As a case study, the researchers used radiocarbon and optical dating to calculate the amount of carbon emissions captured in soils and released to the atmosphere during the past 6,000 years along the Dijle River in Belgium. The study's long time scope, from 4,000 B.C. to 2,000 A.D, allowed the researchers to notice the gradual reintroduction of buried carbon to the atmosphere.
Significant agricultural land conversion, historically the largest source of global erosion, began primarily in the past 150 years, well under the researchers' time frame of 500 years. Therefore, most carbon sequestered in the soil during the past 150 years of agricultural history has not been released yet but may become a significant carbon source in the future, with implications for soil management, the study said.
Roughly half of the carbon buried in soil by erosion will be re-released into the atmosphere within about 500 years, according to a new model. Credit: UC Davis
"It's all part of figuring out the global carbon cycle," said co-author Johan Six, professor of plant sciences at U.C. Davis. "Where are the sources, and where are the sinks?

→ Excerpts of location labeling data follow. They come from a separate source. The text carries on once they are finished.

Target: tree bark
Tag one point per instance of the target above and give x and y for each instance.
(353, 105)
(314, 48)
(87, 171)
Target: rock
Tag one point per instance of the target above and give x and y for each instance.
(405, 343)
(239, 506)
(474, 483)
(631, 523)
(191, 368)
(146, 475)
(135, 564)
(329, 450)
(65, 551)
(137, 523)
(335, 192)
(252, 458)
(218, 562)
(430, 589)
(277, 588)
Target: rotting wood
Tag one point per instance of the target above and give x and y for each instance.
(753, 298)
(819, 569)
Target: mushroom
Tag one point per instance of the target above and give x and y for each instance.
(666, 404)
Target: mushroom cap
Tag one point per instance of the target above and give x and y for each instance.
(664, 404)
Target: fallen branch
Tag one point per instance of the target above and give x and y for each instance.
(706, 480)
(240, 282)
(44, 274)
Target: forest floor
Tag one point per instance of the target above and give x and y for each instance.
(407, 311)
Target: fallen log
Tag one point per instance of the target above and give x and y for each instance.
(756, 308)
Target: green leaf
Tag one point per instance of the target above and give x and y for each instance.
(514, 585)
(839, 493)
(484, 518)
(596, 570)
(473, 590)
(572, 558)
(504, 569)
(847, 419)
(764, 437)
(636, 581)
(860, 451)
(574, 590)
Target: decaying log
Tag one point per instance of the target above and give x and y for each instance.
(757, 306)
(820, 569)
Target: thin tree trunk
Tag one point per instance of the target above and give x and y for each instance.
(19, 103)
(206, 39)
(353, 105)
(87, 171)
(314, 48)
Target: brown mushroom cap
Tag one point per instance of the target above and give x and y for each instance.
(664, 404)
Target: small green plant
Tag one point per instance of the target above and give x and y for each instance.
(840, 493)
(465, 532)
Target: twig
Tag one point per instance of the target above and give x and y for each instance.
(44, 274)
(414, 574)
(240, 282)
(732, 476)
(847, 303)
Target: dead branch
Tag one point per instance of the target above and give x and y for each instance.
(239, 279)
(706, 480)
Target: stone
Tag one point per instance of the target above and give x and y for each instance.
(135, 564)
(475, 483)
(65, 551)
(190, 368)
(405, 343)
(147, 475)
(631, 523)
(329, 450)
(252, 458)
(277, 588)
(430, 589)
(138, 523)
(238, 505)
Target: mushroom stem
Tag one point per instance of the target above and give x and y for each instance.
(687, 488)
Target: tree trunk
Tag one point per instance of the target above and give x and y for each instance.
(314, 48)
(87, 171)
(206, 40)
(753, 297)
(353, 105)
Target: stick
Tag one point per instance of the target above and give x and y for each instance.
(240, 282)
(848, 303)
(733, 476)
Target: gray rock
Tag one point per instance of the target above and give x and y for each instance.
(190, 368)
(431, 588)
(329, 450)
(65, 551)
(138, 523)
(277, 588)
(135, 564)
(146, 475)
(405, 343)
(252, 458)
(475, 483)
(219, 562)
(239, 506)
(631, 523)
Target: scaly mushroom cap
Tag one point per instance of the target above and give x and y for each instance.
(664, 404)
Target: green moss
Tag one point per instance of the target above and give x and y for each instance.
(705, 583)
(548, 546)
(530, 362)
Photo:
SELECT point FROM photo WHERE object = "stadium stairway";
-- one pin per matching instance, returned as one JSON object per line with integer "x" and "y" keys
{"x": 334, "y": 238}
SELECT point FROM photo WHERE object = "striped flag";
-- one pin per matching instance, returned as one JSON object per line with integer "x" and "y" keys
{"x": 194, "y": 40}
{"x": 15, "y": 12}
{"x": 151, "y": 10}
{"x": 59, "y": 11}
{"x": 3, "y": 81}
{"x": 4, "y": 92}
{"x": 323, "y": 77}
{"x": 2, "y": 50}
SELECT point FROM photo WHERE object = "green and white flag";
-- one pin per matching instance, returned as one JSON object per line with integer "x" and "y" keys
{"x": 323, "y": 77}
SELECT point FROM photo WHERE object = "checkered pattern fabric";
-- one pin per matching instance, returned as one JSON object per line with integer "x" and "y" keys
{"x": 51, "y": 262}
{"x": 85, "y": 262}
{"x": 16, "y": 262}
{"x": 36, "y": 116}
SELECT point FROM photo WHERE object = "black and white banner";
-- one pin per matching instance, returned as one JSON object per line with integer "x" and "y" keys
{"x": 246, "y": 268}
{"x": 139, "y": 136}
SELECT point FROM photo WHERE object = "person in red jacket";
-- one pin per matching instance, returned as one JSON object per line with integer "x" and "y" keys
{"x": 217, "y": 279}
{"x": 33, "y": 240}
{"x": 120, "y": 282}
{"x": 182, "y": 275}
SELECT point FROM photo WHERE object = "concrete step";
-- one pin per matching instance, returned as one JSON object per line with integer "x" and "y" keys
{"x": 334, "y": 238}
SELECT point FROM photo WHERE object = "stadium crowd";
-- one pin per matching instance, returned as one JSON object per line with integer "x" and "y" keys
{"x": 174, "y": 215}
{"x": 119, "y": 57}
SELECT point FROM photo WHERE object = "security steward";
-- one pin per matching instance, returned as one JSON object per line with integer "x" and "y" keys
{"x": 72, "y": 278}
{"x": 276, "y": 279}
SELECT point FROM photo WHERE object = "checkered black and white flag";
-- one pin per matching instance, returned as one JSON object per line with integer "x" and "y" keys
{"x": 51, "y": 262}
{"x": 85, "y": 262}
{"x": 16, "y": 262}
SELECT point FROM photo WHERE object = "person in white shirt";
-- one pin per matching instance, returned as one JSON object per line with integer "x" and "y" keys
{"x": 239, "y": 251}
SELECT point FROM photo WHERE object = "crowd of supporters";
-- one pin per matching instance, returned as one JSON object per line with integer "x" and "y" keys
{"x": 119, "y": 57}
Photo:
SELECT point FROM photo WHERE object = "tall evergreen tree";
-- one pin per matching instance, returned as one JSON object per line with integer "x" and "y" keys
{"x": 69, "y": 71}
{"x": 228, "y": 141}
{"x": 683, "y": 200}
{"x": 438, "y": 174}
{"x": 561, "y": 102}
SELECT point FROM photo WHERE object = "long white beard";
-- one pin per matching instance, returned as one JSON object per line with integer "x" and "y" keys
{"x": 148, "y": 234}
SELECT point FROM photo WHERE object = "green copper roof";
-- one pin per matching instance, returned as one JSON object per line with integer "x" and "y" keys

Erosion is in some ways a sink, but, as we found out, it can also become a source."
"Our results showed that half of the carbon initially present in the soil and vegetation was lost to the atmosphere as a result of agricultural conversion," said study co-author Gert Verstraeten, a professor at KU Leaven, Belgium.
Six noted that erosion could be minimized by no-till and low-till agricultural methods, as well as by cover cropping, which can ensure that soil is not left bare.
"We need to know where and how much carbon is being released or captured in order to develop sensible and cost-effective measures to curb climate change," said lead author, Kristof an Oost, of the Universite catholique de Louvain in Belgium.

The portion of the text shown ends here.